Rheinmetall verzeichnet Rekordwachstum im ersten Quartal 2026 mit 8 Prozent Umsatzplus
Marlene SeifertRheinmetall verzeichnet Rekordwachstum im ersten Quartal 2026 mit 8 Prozent Umsatzplus
Rheinmetall verzeichnet starke Finanzzahlen für das erste Quartal 2026
Der Rüstungskonzern Rheinmetall hat im ersten Quartal 2026 ein kräftiges Wachstum verzeichnet. Der Umsatz stieg um 8 Prozent auf 1,9 Milliarden Euro – ein Plus gegenüber dem Vorjahreszeitraum. Zu diesem Anstieg trugen mehrere Sparten bei, darunter die Bereiche Marinesysteme, Luftverteidigung und digitale Lösungen.
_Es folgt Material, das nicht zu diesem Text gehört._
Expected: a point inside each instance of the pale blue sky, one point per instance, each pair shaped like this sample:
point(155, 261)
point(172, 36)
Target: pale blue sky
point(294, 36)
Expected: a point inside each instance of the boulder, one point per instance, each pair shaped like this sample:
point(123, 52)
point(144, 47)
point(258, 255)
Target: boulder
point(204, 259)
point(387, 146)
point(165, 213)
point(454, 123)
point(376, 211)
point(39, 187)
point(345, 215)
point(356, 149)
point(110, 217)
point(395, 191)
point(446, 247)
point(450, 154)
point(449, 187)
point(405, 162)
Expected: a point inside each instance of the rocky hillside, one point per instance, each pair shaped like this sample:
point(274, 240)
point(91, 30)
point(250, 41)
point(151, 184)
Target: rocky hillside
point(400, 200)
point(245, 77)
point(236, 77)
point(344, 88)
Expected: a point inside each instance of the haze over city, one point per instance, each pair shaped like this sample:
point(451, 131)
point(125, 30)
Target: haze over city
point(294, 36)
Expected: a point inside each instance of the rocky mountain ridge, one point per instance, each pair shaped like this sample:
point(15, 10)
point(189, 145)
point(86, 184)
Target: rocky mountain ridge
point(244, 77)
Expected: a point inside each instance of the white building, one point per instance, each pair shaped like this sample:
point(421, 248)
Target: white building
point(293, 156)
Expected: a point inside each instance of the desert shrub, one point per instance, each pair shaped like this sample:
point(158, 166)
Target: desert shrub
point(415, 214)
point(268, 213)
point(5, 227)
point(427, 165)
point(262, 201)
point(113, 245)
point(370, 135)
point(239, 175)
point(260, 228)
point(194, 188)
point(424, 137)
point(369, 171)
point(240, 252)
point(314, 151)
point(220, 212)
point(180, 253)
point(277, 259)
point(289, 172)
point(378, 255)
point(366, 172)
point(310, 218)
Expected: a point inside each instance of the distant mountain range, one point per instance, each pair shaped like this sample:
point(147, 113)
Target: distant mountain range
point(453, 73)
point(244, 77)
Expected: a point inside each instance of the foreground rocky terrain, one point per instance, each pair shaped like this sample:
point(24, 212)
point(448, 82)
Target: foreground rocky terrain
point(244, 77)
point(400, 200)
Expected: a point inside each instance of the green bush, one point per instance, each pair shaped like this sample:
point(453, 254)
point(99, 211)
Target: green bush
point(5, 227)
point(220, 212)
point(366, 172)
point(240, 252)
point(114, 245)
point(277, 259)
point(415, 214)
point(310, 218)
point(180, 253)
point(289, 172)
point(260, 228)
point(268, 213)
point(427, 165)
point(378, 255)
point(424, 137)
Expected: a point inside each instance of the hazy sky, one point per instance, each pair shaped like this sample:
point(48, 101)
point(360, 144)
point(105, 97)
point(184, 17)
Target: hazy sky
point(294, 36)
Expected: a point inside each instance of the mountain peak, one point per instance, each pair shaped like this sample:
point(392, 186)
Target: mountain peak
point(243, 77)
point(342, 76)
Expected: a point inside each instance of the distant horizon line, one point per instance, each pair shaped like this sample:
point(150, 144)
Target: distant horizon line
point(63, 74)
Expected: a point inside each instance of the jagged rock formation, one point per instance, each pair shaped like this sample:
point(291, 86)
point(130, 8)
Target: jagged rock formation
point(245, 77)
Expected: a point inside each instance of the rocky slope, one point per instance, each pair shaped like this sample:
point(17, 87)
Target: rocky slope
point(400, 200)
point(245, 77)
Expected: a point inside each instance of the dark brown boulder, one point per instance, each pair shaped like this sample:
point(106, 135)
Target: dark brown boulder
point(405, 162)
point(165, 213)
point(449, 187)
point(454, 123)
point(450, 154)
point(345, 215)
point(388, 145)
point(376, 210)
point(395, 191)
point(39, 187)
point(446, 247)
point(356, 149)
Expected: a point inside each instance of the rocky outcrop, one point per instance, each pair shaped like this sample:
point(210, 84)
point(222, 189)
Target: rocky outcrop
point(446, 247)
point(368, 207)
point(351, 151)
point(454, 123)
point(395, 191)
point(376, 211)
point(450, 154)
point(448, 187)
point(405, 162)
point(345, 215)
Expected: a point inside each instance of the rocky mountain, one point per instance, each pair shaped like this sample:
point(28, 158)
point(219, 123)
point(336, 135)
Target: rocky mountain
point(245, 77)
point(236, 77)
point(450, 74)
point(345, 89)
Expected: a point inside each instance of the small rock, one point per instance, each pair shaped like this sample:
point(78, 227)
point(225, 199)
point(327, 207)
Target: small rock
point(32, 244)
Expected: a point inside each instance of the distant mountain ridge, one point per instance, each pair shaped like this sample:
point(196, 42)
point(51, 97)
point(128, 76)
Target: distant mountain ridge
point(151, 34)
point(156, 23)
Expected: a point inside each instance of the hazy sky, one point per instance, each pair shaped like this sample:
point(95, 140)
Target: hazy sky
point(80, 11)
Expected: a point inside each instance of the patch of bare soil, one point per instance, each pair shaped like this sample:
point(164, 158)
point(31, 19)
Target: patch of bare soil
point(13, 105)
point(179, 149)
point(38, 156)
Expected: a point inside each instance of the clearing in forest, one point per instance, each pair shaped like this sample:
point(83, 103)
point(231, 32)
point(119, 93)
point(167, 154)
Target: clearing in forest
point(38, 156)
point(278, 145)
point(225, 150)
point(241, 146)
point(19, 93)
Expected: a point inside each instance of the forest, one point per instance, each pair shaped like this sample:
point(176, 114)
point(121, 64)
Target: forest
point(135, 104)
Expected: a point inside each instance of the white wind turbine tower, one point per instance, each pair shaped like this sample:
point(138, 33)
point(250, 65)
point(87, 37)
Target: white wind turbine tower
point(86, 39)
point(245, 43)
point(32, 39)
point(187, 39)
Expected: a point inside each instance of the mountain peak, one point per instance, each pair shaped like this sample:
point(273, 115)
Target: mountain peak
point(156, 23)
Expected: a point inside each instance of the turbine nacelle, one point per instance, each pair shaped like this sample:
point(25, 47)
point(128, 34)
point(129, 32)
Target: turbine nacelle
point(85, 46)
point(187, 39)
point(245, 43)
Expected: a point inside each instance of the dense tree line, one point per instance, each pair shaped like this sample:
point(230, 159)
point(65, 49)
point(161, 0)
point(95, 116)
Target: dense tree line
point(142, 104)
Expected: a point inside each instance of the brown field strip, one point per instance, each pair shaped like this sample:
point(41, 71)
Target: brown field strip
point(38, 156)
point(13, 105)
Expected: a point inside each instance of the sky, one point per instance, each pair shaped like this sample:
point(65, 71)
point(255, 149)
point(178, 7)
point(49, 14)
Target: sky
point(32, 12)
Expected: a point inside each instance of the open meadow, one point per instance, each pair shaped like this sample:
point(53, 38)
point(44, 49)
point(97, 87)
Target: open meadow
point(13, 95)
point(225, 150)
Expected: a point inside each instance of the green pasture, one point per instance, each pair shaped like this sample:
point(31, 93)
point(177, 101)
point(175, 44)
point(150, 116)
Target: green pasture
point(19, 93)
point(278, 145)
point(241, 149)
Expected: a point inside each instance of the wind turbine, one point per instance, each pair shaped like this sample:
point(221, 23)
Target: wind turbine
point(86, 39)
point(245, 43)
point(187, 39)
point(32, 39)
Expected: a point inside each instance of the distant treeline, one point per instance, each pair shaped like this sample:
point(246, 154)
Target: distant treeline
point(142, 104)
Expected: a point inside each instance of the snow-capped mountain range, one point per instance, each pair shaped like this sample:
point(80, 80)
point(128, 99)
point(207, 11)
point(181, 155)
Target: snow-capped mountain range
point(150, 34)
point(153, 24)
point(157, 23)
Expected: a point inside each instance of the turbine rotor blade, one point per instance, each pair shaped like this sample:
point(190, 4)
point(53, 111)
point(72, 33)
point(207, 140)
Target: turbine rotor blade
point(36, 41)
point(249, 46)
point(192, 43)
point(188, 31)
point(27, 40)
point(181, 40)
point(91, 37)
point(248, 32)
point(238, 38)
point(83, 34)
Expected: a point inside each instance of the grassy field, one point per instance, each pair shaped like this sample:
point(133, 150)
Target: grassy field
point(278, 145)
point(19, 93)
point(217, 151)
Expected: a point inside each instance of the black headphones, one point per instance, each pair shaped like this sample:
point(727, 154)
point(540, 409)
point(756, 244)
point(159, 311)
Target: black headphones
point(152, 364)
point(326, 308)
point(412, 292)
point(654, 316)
Allein im März erzielte das Geschäftsfeld Marinesysteme einen Umsatz von 77 Millionen Euro. Dieser Schub ging vor allem auf Neubauten für Überwasserschiffe zurück, etwa das deutsche Flottendienstboot (FDB424) und das bulgarische Mehrzweck-Modulpatrouillenboot (MMPV 90). Zudem weitete Rheinmetalls Marinesparte ihren Auftragsbestand nach der Übernahme von Naval Vessels Lürssen auf 5,5 Milliarden Euro aus.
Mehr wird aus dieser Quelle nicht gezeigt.